The Staff expects an issuing company wishing to change meeting “location” from a physically in-person setting to a virtual one, to include in its respective definitive proxy materials a notification:
- Meeting the notification requirements described in the section immediately above regarding informing meeting participants of a change in time, date or location, including timely notification of shareholders, intermediaries and other market participants of the plan to change to a virtual format.
- Providing “clear directions as to the logistical details of the ‘virtual’ or ‘hybrid’ meeting, including how shareholders can remotely access, participate in, and vote at such meeting.”
Issuing companies that have already mailed their proxy materials are not required to send another mailing announcing the change to a “virtual” meeting format, provided that they meet the requirements described in the section immediately above regarding informing meeting participants of a change in time, date or location, including, in summary, a press release announcing the change, filing “definitive additional soliciting material” on EDGAR, and taking all reasonable action to inform intermediaries in the proxy process and other relevant market participants.
Should special accommodations be provided for the 2020 proxy season with respect to the presentation of shareholder proposals, in light of potential travel difficulties and sickness resulting from the COVID-19 virus?
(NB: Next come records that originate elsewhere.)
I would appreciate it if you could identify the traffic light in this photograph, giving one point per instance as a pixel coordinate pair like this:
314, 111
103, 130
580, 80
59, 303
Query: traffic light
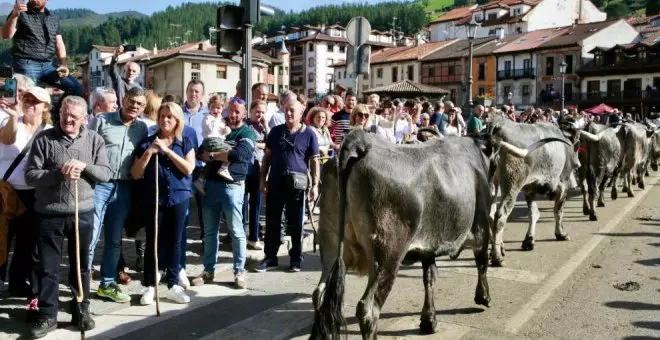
230, 34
Under Rule 14a-8(h) of the Securities Exchange Act of 1934, shareholder proposals must be presented by the in-person appearance of the shareholder proponent or representative at the annual meeting. In light of the challenges with travel and sickness that may be posed by COVID-19, the Staff has provided the following guidance with respect to shareholder proposals during the 2020 proxy season:
- The Staff is encouraging issuing companies, to the extent feasible, to facilitate the ability of shareholder proponents or their representatives to present shareholder proposals through alternative means, such as by phone; and
- To the extent that a shareholder proponent or representative is unable to attend the annual meeting due to various challenges related to COVID-19 (such as inability to travel), the Staff would consider such challenges to be “good cause” under Rule 14a-8(h) of the Securities Exchange Act of 1934 in the event that the issuer would attempt to exclude a proposal in the following two calendar years pursuant to Rule 14a-8(h)(3) of the Securities Exchange Act of 1934.
Therefore, as requested by the Staff, issuers should be flexible and work collaboratively with all parties during this unprecedented challenge. To the extent that any accommodation may present a legal challenge, issuers are encouraged to consult with their respective corporate counsel to navigate the contours of applicable law while taking a common-sense approach to ensure the safety and well-being of everyone affected.